First, we have a source \(S\) and a sink \(T\).

For each \(1 \leq i \leq N\), we have a path of length \(M\): \(S=V_{i,0} \to V_{i,1} \to \cdots \to V_{i,M}=T\). By spanning an edge \(V_{i,k} \to V_{i,k-1}\) with capacity \(\infty\) for each \(1 \leq k \leq M\), first some of \(V_{i,k}\) will side with \(S\) in the minimum cut, and the rest will side with \(T\).

Let us make it so that cutting between \(V_{i,k}\) and \(V_{i,k-1}\) corresponds to choosing \(A_{i,k}\). We can do this by spanning an edge \(V_{i,k-1} \to V_{i,k}\) with capacity \(C_{i,k}\) to express the cost of choosing \(A_{i,k}\).

Next, let us add edges that correspond to the cost \(|x_i-x_j| \times W_{i,j}\). We can rephrase this cost as follows.

• For each integer \(a\), the following cost is incurred.
  • \(W_{i,j}\), if \(x_i \leq a\) and \(a+1 \leq x_j\).
  • \(W_{i,j}\), if \(x_j \leq a\) and \(a+1 \leq x_i\).

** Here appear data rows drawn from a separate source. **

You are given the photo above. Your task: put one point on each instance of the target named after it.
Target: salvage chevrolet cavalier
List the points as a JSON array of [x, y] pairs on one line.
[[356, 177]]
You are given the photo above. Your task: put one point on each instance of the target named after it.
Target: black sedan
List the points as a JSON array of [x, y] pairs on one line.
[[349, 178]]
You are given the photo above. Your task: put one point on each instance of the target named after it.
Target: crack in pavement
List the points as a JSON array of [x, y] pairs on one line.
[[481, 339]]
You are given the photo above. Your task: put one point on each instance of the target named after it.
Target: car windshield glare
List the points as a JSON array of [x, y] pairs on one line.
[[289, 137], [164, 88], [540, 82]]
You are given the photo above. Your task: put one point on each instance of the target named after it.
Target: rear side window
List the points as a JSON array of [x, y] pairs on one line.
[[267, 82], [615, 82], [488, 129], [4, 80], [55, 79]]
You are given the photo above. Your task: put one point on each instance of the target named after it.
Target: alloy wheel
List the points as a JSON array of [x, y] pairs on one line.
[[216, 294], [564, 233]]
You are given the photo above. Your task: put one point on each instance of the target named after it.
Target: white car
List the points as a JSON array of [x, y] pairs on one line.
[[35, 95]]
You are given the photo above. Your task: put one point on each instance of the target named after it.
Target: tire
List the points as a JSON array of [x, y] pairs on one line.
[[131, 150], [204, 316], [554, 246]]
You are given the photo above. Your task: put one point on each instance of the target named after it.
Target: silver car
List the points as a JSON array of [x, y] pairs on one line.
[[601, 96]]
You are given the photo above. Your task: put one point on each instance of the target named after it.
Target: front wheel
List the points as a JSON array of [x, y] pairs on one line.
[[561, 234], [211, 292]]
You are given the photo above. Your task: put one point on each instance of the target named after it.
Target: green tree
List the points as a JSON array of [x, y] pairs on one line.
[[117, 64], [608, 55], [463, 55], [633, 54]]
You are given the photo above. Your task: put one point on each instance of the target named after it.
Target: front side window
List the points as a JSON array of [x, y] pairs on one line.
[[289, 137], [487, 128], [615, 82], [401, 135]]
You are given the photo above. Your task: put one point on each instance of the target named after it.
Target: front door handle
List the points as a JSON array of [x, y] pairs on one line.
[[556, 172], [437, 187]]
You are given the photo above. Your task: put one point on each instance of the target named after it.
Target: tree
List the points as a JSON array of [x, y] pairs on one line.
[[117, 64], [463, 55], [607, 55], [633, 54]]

The condition “\(x_i \leq a\) and \(a+1 \leq x_j\)” can be rephased as “\(V_{i,p}\) sides with \(T\) and \(V_{j,q}\) sides with \(S\) in the cut” using appropriate \(0 \leq p,q \leq M\). Thus, we can span an edge \(V_{j,q} \to V_{i,p}\) with capacity \(W_{i,j}\) to express the cost corresponds to this condition.

By putting together \(a\)’s that use the same \(p,q\), there will be \(O(M)\) edges to add for each pair \((i,j)\).

Now that our graph is ready, we just need to find its minimum cut = the maximum flow.

Since the graph has \(O(NM)\) vertices and \(O(N^2M)\) edges, Dinic’s algorithm solves the problem in \(O(N^4M^3)\) time.